Posted: Thu May 11, 2006 7:48 pm
by BillD
About a week ago I bought a 600x off of Ebay with the EXACT same symptoms,including the HDD LED staying on during power up... I took out the 650mhz CPU and replaced it with a 366PII from an old 600e I had laying around,and it worked.. So feeling confident I ordered a 750mhz,got it and tried it...Nothing,zip...

Took that out and put in a 600mhz I had in the 600e(swapped out that 366) and the 600mhz worked..

So I too am confused.. I have a 650,and a 750 that don't work in the machine,but the 366 and 600 do..So is it the machine? The CPU's? I have done a lot of reading here and those MMC-2 CPU's seldom have problems,so I have to doubt that I got 2 bad MMc-2's..Any ideas??

Posted: Tue May 16, 2006 10:35 am
by Legend66
right. I had the EXACT symptoms described above, just after id put in my 500mhz PIII into my 600e. I put back the 366, same problem.
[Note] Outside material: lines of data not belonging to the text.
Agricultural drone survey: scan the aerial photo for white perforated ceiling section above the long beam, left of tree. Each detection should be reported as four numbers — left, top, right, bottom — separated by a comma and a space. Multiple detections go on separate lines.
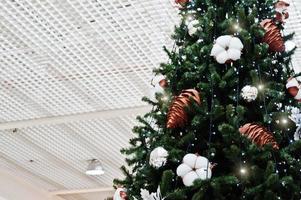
0, 0, 176, 122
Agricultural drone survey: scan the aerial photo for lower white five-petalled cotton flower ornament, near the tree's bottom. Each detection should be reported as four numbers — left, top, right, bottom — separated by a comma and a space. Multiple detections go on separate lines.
177, 153, 212, 186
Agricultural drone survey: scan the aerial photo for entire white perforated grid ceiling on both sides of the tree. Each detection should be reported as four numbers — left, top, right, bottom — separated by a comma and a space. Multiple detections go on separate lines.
0, 0, 301, 200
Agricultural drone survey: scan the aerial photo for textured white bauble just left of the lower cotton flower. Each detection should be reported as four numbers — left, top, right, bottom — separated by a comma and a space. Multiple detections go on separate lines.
149, 147, 168, 168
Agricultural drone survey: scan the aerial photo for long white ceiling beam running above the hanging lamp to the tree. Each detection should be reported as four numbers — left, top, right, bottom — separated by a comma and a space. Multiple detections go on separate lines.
0, 106, 151, 131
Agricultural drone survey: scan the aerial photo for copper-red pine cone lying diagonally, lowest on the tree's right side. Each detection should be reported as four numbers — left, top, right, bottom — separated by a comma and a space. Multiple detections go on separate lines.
239, 123, 279, 149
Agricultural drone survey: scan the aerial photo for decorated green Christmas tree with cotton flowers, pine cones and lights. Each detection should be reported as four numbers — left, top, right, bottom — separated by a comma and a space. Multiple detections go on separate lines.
115, 0, 301, 200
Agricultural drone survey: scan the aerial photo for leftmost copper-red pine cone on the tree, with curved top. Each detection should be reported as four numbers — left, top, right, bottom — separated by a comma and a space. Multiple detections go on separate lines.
167, 89, 201, 128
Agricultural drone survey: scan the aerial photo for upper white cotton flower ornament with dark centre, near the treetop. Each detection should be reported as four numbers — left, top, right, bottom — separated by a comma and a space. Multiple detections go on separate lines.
210, 35, 244, 64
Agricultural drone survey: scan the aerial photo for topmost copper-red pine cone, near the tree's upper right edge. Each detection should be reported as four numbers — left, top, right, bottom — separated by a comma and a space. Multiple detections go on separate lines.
260, 19, 285, 52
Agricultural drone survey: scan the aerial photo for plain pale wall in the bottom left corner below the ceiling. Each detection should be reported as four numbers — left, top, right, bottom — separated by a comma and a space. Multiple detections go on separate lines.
0, 171, 62, 200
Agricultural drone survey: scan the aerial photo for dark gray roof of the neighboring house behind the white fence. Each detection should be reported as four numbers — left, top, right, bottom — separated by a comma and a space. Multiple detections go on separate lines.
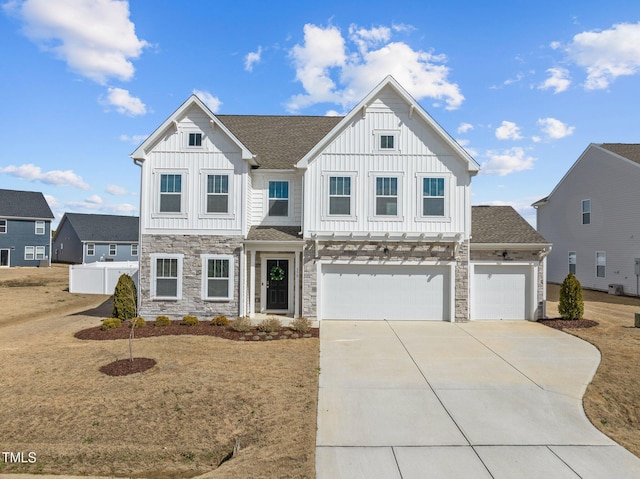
56, 213, 139, 243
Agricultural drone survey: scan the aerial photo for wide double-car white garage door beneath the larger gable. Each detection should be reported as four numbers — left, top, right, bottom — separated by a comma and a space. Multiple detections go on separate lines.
320, 264, 449, 321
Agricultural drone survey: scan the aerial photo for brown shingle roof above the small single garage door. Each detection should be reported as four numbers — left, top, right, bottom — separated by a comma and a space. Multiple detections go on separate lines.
471, 206, 548, 244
I then removed all the ram, the hard drive, anything in the ultrabayand card slots etc and flicked the power switch a few times (without the AC or battery connected)

put everything back and hey presto, i get the beep and the screen flickers! (and i nearly die of relief!:) )

I hope this works for you, it does sound like the identical problem to what i experianced. I think it works by removing any residual charge or memory effect in the rameemajig or something!